Perubahan wujud benda bukan hanya dapat diawali dari benda haram lalu menjadi halal, namun bisa juga sebaliknya, dari halal ke haram.
Sebagai contoh, buah anggur yang pada awalnya adalah halal atau suci, tetapi ketika diubah melalui proses menjadi alkohol, maka itu bisa berubah menjadi haram.
Pada kasus ini, vaksin telah bersinggunggan dengan benda haram kemudian dicuci bersih jutaan kali sehingga pada akhirnya terbentuk vaksin yang terbebas dari zat haram.
Kholiq menyampaikan, dalam bab fikh, ada juga istilah istihlak. Istihlak adalah bercampurnya benda najis atau haram pada benda yang suci sehingga mengalahkan sifat najis, baik rasa, warna, dan baunya.
“Logikanya kalau dalam mahzab safii, taruhlah di bak mandi kita terkena najis. Kemudian, airnya dipenuhi air bersih, maka jadi melebur, yang najis dikalahkan. Nah itu logika fikh semacam itu,” terang dia.
Kholiq pun menegaskan, MUI Solo sangat siap apabila Pemkot Solo atau unsur masyarakat ingin mensosialisasikan imunisasi anak.
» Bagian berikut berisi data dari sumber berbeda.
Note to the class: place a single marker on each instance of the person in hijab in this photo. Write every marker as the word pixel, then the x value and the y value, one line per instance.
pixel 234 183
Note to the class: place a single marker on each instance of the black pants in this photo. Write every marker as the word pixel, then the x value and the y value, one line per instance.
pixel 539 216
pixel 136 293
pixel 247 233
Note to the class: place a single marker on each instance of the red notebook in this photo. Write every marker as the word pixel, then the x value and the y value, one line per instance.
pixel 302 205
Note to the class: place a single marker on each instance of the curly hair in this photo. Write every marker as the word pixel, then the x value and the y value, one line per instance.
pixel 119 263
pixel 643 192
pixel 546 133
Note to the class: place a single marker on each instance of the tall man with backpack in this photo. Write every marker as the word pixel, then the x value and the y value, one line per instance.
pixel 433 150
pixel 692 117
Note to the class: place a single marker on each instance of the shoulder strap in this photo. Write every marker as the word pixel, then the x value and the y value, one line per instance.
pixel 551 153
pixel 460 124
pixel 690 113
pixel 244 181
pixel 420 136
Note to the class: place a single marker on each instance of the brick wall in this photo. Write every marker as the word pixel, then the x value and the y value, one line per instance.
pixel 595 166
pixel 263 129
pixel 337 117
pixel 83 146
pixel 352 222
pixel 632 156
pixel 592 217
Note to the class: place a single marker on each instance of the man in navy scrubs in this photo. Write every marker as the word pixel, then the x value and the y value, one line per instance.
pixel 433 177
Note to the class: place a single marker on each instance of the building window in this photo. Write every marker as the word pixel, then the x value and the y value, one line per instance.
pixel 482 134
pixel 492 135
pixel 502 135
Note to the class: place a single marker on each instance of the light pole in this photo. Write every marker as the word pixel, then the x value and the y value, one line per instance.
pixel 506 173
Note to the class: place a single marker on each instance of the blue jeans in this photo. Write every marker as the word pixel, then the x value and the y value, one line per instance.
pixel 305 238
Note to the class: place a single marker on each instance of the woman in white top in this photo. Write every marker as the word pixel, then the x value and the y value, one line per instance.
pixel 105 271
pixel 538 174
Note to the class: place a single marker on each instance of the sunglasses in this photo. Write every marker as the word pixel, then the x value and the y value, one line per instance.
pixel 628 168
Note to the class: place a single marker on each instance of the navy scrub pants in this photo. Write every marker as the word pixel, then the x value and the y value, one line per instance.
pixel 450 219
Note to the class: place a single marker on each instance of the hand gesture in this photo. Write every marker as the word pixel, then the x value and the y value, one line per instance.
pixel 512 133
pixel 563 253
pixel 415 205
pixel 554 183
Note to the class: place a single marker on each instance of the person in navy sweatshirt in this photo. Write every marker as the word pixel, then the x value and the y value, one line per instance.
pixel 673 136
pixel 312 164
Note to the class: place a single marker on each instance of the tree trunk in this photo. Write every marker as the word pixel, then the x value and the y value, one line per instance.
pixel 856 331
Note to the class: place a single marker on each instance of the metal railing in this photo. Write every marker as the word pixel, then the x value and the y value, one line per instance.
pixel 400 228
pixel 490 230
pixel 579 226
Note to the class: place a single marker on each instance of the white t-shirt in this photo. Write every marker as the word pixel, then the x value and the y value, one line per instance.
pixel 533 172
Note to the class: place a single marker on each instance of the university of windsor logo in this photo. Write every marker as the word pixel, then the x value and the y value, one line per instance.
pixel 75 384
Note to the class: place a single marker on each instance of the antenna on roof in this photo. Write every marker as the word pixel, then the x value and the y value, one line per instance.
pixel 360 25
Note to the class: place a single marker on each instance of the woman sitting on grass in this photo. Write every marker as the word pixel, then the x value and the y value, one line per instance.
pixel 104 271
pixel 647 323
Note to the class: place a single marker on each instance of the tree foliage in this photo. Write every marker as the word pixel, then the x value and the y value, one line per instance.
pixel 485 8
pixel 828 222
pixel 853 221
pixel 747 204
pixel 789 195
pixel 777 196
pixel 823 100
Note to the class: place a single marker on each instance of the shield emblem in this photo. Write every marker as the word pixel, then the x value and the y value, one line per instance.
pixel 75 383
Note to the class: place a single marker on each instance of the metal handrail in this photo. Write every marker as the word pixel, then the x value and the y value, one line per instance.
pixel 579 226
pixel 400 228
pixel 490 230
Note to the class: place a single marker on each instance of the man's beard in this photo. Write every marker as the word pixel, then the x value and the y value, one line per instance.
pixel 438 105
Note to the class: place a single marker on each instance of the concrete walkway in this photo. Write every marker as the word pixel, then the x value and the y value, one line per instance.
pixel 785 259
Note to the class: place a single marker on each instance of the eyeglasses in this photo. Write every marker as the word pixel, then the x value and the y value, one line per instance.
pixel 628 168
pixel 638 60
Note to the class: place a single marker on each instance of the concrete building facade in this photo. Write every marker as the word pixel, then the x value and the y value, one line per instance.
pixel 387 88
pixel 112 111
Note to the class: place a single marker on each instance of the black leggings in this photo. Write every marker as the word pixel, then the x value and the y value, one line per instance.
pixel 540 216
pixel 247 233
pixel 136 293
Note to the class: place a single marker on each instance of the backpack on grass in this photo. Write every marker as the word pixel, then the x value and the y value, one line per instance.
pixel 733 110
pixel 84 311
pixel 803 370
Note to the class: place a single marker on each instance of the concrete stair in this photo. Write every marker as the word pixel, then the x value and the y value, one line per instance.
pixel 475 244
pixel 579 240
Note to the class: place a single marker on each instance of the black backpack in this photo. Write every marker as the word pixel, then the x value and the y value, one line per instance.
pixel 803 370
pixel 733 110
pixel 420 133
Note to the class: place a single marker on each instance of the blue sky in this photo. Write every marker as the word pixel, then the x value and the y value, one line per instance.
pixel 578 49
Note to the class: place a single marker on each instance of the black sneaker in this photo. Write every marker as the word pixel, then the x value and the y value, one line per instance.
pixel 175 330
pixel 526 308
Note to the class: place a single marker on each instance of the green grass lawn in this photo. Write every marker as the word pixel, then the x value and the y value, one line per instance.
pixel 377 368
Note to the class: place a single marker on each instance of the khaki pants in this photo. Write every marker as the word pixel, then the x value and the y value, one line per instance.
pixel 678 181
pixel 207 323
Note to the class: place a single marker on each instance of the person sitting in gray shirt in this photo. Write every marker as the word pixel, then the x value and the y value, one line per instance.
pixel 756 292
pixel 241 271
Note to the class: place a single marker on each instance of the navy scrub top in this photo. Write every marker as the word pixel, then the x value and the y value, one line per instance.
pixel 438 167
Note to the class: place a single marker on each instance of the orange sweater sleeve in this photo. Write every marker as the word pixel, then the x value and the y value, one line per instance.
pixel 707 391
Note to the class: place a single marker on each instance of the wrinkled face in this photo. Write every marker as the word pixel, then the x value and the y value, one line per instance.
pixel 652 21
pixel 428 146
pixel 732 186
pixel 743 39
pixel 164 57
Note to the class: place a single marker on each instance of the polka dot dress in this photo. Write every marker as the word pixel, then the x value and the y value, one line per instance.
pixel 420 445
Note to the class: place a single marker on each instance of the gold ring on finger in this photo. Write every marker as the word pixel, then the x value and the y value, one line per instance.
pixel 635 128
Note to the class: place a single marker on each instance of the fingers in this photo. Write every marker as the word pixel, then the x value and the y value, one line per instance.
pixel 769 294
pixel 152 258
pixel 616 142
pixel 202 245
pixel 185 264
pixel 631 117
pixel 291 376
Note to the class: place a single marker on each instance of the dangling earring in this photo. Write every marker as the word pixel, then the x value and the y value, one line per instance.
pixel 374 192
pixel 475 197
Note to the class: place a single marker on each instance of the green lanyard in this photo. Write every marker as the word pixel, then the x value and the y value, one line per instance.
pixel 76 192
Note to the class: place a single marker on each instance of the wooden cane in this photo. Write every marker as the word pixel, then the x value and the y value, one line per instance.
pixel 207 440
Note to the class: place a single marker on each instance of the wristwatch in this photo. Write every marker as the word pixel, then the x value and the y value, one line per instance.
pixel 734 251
Berdasarkan pengalaman pernah turun ke lapangan, Kholiq melihat ada beberapa penyebab masyarakat menolak imunisasi dengan anggapan haram. Salah satunya adalah mengikuti pandangan ustaz mereka dan kurang tabayyun ketika menerima informasi dari luar, terutama dari media sosial.
“Masyarakat ini beragam. Ada yang menolak karena bentuk keyakinan dengan pendapat ustaznya. Tetapi, beberapa kali pengalaman saya, setelah adanya dialog, akhirnya mereka mau (menerima imunisasi). Yang terpenting itu siapa saja mau terbuka. Kami juga mau menyapa dengan baik,” ungkap dia.
Disinggung tentang masih adanya vaksin imunisasi yang belum dilengkapi label halal MUI, Kholiq berpendapat, hal itu memang tidak bisa dipaksanakan.
Apabila memang vaksin itu belum 100 persen halal, MUI tidak akan memberikan label halal.
“Label halal itu kan diberikan apabila dari proses sampai akhir suatu produk tak ada unsur keharamannya. Kalau misalnya vaksin haram karena ada unsurnya itu (enzim babi) lalu dilabeli halal kan jadi masalah,” kata Kholiq.
Namun, dia menegaskan kembali, bahwa persoalan penggunaan imunisasi ini bukan hanya terkait halal dan haram, melainkan ada pertimbangan lain soal kedaruratan.
Sebagaimana fatwa MUI dan pandangan para ulama besar, semestinya umat Islam tak perlu lagi mendebat tentang imunisasi anak.
“Jika sudah ditemukan bahan pengganti dari bahan yang halal, maka hukum penggunaan bahan haram itu jelas adalah haram. Tidak ada lagi darurat. Oleh sebab itu, kami berharap para ahli terus mengkaji sehingga seluruh vaksin bisa terbuat dari bahan yang halal,” ungkap Kholiq.